20th Year Anniversary of the Anti-Violence against Women and Their Children Act

For the past two decades, women have taken recourse in Republic Act No. 9262, also known as the Anti-Violence Against Women and their Children Act, in safeguarding their rights against abuses from intimate partners. This landmark legislation was signed into law on March 8, 2004, by former President Gloria Macapagal-Arroyo following the harmonization of two bills on domestic violence and abuse against women in intimate partner relationships. Its enactment is a product of almost a decade of relentless advocacy and lobbying by women advocates, policymakers, other stakeholders, and the women victim-survivors themselves.

The Anti-VAWC Act is the only legislation in place that provides a framework for the prosecution of abuses committed against women by their intimate partners. The provisions of the Act are sound and liberally construed in favor of women, yet it is important to ensure that it is also able to adapt to emerging trends and forms of violence. Twenty years in, it is crucial to reflect on whether the law is still responsive to the needs of victim-survivors and the realities of service delivery vis-a-vis the present socio-economic landscape.

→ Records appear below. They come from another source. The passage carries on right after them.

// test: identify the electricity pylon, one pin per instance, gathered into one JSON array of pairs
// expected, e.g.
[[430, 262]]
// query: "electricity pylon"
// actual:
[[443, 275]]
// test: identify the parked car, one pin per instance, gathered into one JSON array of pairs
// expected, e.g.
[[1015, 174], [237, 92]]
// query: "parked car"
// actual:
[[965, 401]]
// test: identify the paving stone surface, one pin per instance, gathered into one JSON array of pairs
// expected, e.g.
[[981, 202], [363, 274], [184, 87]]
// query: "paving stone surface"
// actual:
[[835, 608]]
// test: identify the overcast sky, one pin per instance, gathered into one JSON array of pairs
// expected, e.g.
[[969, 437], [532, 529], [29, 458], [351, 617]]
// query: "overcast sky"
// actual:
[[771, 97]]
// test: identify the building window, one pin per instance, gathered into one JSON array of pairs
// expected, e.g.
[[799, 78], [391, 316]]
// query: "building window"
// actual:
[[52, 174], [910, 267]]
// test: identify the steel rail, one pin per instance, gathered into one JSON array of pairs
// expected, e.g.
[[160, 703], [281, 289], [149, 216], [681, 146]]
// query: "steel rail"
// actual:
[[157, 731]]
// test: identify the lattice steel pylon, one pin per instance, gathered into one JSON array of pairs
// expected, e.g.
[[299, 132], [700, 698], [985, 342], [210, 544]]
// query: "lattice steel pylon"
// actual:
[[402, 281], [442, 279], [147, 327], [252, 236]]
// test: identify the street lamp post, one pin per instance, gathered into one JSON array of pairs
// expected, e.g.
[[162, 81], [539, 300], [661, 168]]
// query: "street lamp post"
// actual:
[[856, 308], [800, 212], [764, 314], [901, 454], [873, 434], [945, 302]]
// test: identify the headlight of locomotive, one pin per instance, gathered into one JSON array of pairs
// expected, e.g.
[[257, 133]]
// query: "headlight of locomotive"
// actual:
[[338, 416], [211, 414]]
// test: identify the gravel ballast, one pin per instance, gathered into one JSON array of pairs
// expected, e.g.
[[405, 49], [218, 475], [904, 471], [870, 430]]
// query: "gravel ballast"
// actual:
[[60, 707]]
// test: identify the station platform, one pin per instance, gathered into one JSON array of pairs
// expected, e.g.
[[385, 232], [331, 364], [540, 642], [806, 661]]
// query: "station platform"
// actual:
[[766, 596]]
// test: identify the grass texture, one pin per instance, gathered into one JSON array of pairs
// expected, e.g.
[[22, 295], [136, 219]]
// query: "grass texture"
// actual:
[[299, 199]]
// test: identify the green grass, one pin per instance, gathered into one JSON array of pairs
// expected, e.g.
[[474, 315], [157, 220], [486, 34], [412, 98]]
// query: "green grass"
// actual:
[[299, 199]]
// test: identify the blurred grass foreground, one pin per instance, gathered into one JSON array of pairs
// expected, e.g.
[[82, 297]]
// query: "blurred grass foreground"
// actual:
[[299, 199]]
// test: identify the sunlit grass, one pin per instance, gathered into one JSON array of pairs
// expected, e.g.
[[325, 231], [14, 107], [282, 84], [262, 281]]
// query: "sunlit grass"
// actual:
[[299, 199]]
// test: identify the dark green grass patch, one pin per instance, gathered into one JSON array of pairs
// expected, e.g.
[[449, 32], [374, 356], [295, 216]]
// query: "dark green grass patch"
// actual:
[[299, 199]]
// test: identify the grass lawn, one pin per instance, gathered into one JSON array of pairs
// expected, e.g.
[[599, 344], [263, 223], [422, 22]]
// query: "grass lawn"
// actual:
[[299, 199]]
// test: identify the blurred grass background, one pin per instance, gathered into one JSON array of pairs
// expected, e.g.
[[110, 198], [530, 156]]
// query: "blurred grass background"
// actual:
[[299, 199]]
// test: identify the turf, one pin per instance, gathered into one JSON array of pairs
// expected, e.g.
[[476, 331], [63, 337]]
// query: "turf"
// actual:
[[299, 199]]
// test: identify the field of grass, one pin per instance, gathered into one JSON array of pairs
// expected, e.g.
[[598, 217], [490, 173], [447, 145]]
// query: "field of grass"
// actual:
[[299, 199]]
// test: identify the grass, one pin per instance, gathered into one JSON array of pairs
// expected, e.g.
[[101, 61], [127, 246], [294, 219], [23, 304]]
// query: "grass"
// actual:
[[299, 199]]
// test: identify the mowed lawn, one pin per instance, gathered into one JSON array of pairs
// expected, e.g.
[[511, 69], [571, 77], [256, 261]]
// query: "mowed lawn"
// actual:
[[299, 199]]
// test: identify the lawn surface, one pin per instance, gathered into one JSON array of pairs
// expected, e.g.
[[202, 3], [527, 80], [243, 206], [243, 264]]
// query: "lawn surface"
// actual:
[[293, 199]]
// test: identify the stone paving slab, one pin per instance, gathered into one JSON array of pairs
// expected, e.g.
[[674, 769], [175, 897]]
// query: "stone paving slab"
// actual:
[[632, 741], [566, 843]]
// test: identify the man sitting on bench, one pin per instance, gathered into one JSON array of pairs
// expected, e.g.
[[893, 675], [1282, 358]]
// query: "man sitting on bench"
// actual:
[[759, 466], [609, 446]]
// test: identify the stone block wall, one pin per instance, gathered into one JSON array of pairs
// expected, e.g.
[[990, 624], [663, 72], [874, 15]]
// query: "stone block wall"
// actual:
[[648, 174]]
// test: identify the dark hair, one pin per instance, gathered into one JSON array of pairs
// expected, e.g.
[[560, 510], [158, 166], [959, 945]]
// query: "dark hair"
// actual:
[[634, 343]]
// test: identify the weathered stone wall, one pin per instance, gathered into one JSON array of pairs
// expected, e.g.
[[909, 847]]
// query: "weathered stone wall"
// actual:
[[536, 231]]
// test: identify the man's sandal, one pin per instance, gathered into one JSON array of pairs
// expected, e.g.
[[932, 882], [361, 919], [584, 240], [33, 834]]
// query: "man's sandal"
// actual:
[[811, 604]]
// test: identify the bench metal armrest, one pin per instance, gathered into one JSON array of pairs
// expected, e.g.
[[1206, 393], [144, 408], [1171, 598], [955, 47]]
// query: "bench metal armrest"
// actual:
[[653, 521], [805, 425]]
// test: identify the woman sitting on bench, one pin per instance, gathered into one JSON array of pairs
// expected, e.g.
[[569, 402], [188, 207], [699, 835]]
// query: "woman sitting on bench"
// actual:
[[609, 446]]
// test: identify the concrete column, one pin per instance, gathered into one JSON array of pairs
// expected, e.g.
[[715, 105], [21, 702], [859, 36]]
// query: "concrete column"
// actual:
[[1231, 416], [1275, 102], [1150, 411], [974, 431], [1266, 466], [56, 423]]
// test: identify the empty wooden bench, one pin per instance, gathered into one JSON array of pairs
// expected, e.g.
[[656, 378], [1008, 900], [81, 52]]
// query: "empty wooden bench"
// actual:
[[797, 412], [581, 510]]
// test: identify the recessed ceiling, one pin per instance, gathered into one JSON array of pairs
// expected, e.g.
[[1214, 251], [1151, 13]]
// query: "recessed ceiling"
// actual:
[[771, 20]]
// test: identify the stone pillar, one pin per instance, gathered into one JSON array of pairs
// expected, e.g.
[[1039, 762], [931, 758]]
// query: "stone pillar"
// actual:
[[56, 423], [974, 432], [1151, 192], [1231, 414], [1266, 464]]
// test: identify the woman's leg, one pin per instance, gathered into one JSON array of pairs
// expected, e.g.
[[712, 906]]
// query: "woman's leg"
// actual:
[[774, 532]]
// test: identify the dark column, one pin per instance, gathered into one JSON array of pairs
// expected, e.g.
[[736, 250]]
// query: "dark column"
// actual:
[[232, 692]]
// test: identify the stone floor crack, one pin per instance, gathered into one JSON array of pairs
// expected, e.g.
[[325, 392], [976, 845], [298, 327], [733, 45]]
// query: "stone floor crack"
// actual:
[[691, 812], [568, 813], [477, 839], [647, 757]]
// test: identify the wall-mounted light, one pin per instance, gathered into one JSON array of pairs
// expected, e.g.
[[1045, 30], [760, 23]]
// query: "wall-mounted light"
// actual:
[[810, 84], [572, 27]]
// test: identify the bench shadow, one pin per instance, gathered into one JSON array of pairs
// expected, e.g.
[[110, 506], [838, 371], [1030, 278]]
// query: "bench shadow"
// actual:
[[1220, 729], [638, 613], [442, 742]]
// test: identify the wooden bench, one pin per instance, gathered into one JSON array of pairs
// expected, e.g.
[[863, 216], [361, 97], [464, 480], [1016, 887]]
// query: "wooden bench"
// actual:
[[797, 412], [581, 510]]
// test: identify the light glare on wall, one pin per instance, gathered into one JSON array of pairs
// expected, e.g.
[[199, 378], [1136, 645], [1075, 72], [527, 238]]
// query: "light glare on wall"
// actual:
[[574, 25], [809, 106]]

Despite its inherent limitations, the Anti-VAWC Act has been instrumental in making remarkable progress in addressing violence against women in the country. Mechanisms for implementation have been set in place, such as the creation of the Inter-Agency Council on Violence Against Women and their Children (IACVAWC), Committees Against Trafficking and VAWC at the subnational and local level, the establishment of Barangay VAW Desks, Women and Children Protection Desks in police stations, Women and Children Protection Units in DOH-retained hospitals, shelters for women victim-survivors, and other related service institutions.

Primary prevention programs have also been implemented for many years, including anti-VAWC advocacy through the observance of the 18-Day Campaign to End VAW. This includes a response system covering multi-disciplinary teams (MDTs) that address the protective, medical, psychosocial, and legal needs of victims. There are also hotlines where women victim-survivors could reach out for immediate assistance such as the Aleng Pulis Hotline managed by the Women and Children Protection Center of the Philippine National Police and the 911 Hotline operated by the National Emergency 911 Commission. Likewise, standards and protocols for improving service delivery have also been put in place. These efforts contributed to increasing the help-seeking behavior of women victims as supported by the results of the 2022 National Demographic and Health Survey (NDHS).

Currently, the IACVAWC together with the Philippine Commission on Women (PCW), is spearheading an assessment of the implementation of R.A. 9262. It examines the impact or extent by which the law has addressed violence against women after its enactment in 2004. The assessment also covers the review of efforts and interventions of duty bearers at the national, subnational, and local levels to draw highlights of accomplishments, good practices, challenges, and lessons learned in implementation. Findings will not only serve as policy inputs to the proposed amendments to the law, but will also inform the development of the National Action Plan to End VAW (NAP-EVAW), especially for the development of stronger measures for prevention, response, monitoring, and evaluation.

The 20th anniversary of the Anti-VAWC Act is not only a milestone for all the progress that has been made but is also a reminder that the work is not yet done. There are still gaps and challenges that must be addressed at the policy and program levels. The IACVAWC calls on all government partners, the private sector, and the general public to work together to ensure that the rights of women against intimate partner violence are emphasized and protected.

Together, let us stand united for a #VAWfreePH.